Iowa Gov. Kim Reynolds (R) announced the closure of bars and nightclubs in six counties on Thursday due to a spike of Chinese coronavirus cases among the young.
Bars, nightclubs, breweries, wineries, and distilleries in six counties — Polk, Linn, Johnson, Story, Dallas, and Black Hawk — will be forced to close beginning Thursday at 5:00 p.m. because of an increase in positivity rates among those ages 19-24.
“They may continue to sell alcoholic beverages for consumption off premises. Restaurants in these six counties are permitted to remain open, but must stop selling and serving alcoholic beverages after 10:00 p.m.,” an announcement of the proclamation states.
While she acknowledged that the younger demographic is less likely to suffer severe impacts of the virus, she said the actions are “increasing the virus activity in the community and it’s spilling over to other segments of the population.” The age group has comprised nearly one-quarter of new positive cases across the state in the last two weeks.
“I don’t make these decisions lightly, and it’s not lost on me that every business forced to close all through their hours and sales, even temporarily, plays a role in the lives of Iowa workers and our small businesses,” Reynolds said, according to the Des Moines Register.

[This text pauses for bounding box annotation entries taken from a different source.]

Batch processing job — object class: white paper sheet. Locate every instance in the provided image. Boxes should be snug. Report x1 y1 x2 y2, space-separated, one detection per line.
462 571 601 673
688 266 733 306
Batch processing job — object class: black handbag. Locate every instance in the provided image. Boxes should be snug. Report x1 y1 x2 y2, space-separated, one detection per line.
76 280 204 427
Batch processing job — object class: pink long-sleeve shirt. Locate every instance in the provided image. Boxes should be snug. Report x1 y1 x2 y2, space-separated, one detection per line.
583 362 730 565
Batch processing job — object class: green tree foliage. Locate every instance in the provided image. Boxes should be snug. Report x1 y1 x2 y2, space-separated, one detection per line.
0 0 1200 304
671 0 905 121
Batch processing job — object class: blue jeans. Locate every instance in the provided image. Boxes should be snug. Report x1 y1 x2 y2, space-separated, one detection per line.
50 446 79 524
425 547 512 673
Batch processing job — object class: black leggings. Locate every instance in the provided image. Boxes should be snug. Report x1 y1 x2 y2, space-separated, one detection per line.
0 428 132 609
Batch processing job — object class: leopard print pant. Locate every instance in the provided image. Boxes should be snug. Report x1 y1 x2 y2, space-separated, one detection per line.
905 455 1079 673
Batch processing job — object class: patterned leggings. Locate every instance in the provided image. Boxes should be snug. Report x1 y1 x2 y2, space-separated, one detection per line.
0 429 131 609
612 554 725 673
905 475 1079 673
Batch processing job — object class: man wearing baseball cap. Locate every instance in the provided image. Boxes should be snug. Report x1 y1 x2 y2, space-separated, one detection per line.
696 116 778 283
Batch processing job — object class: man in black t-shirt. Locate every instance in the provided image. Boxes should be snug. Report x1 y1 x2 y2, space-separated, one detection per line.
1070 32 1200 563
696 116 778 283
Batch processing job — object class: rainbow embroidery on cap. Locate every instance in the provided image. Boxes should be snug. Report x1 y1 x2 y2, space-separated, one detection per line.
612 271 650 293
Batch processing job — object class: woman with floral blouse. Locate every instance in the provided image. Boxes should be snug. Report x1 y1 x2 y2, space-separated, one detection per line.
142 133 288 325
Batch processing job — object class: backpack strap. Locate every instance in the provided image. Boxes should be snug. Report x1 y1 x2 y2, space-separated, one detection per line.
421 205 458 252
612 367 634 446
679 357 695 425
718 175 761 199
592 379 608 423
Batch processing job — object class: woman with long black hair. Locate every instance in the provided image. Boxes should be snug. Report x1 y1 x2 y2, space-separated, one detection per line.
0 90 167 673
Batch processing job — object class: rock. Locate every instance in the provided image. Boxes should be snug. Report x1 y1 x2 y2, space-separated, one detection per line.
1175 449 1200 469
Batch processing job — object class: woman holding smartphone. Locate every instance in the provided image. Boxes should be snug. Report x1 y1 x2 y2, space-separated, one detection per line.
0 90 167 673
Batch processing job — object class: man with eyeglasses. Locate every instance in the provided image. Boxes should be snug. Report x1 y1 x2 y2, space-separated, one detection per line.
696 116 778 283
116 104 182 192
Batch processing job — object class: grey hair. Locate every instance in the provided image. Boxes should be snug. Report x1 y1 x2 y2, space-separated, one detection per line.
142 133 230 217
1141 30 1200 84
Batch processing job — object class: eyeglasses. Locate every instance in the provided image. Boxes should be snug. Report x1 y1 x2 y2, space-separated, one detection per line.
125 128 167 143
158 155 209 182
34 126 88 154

“But these actions are absolutely necessary,” she continued.
The Iowa Department of Public Health reported 1,475 new cases of the virus on Thursday, bringing the total to 59,368 cases and 1,079 related fatalities. According to KCCI, Thursday’s numbers reflected the “largest single-day increase in overall coronavirus cases since the pandemic began”:
IDPH reports seven Iowa counties with a positivity rate greater than 15% over the last 14 days. Plymouth, Howard, Sioux, Johnson, Clinton, Carroll, Marion and Lee counties are above the 15% threshold that triggers considerations for public schools to change to online learning.
Reynolds’ restrictions are set to remain in effect until September 20, although she expressed hope that officials will be able to loosen them “in the near future.”
“But if they simply move large scale parties and other high-risk activity elsewhere, then we’re going to be prepared to do more,” she cautioned.